Jammer laughed at that. Suddenly he was quiet again and when he spoke he said, “Garrett’s a cool guy and he’d give you the shirt off his back if you needed it.” He lowered the gun to his side and Maz tried not to sigh in relief too loudly. “Today’s the anniversary of my old man’s death. It dawned on me that maybe that’s
why this all happened when it did. Maybe it was fate or something.”
“You think your old man wants you to die?” Maz asked him. “Your aunt told me he was proud as hell of you, so that’s hard to imagine.”
“He wouldn’t be proud of me now.”
“Probably not,” Sledge said. Maz glanced at him, but he kept going. “He’d probably be pissed as hell that he raised a quitter.”
“Fuck you, you don’t know my fucking life,” Jammer said.
“Nah, I don’t. What I do know is I waded waist-deep in gator-infested water to save your stupid ass only to get here and realize you don’t want help, you want to wallow in self-pity and take the coward’s way out instead of changing your fucking life if you’re not happy with it. Now, it’s gonna get dark soon and my big ass is not making that five-hour trek just about the time them gators wake up hungry. So, you can either come with us, or not, but I’m leaving.”

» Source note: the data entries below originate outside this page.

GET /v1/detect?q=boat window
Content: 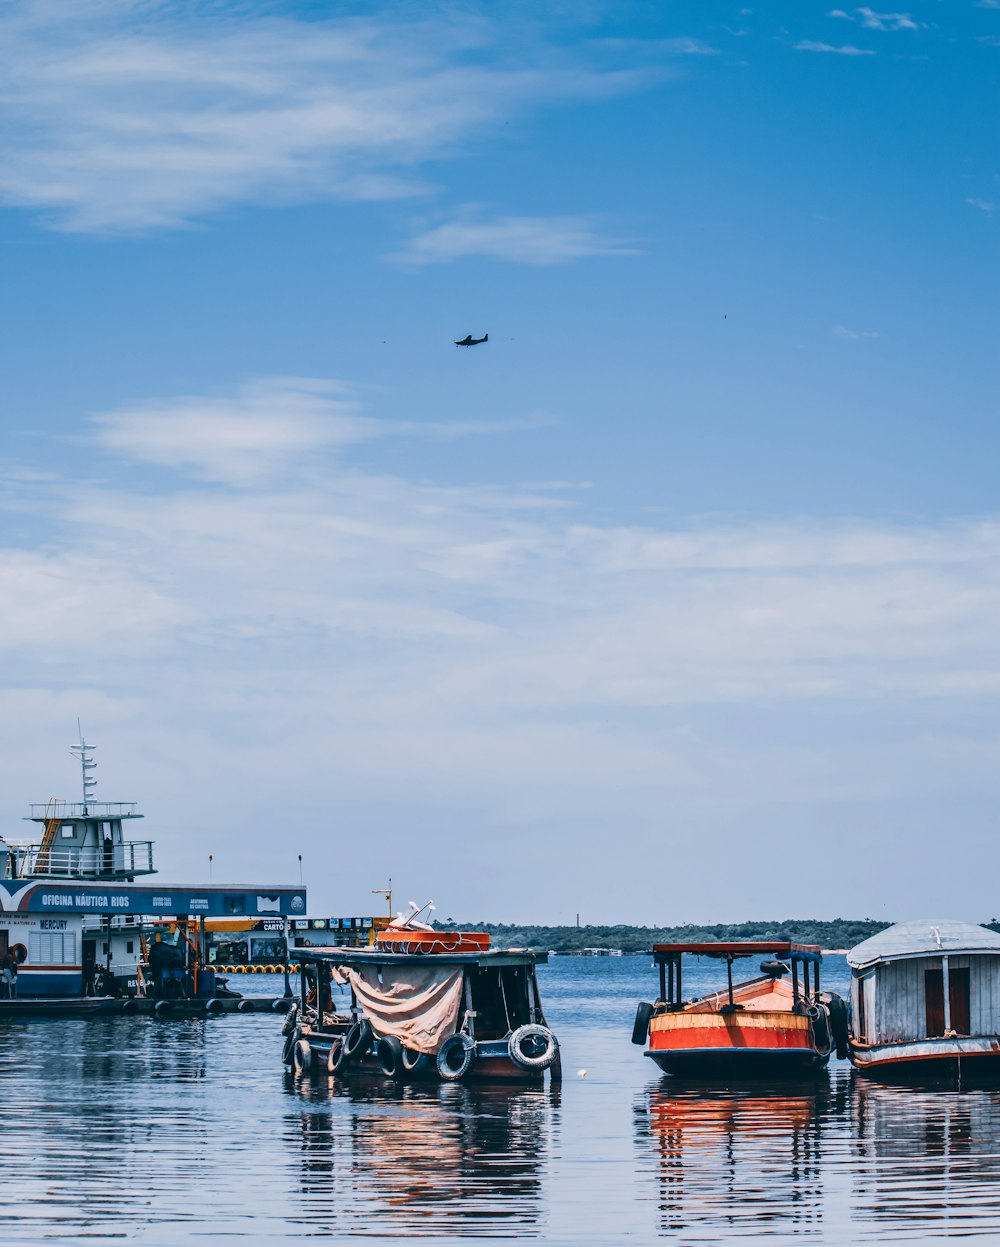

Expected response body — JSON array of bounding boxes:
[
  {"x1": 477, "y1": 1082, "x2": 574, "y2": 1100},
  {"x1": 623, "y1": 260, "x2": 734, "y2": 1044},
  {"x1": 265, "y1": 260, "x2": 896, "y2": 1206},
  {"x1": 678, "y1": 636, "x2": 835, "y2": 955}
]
[{"x1": 60, "y1": 824, "x2": 75, "y2": 838}]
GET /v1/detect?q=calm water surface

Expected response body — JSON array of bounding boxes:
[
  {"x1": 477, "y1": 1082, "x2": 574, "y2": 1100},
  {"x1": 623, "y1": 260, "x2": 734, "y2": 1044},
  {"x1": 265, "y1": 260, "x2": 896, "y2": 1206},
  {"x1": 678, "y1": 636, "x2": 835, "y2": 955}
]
[{"x1": 2, "y1": 956, "x2": 1000, "y2": 1244}]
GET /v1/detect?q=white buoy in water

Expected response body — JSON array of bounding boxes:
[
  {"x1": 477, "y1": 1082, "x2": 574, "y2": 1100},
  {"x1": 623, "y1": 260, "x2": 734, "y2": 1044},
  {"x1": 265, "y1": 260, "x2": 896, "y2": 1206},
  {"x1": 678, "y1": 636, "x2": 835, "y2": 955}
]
[{"x1": 577, "y1": 1068, "x2": 588, "y2": 1078}]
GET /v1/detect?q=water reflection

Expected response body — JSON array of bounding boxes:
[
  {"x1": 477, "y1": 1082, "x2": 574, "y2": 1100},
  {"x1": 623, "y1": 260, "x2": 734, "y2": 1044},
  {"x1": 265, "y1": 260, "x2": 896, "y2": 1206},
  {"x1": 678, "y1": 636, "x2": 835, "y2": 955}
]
[
  {"x1": 636, "y1": 1077, "x2": 847, "y2": 1238},
  {"x1": 852, "y1": 1078, "x2": 1000, "y2": 1240},
  {"x1": 288, "y1": 1075, "x2": 560, "y2": 1237}
]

“I’ve still got the gun,” Jammer said.
“Shoot me then, or shove it up your own whiney ass, I don’t care.” Sledge turned and didn’t even look at Maz as he started back down through the next cave. With a shrug, Maz followed him. Neither of them knew if they’d done the right thing or not, but it was obvious to both of them, maybe from the shit they’d both been through, that unless and until Jammer wanted to change, there was nothing anyone else could do to help him.
They walked in silence, partially because there was nothing to say and partially because they didn’t want to make any unnecessary noises as the sun began to fade. They didn’t have a gun, or a knife, and the “gator repellent,” for all that was worth, had probably washed or sweated off by then. They were about a mile from their bikes when it got full-on dark. Every noise in the water sent a trickle of fear through Maz’s body. He’d grown up out here, but this was the first time he was stupid enough to tromp through the swamp after dark. A sudden heavy splash behind them caused his heart to nearly jump out of his chest. He and Sledge both turned toward it just as the bright light came on and blinded them.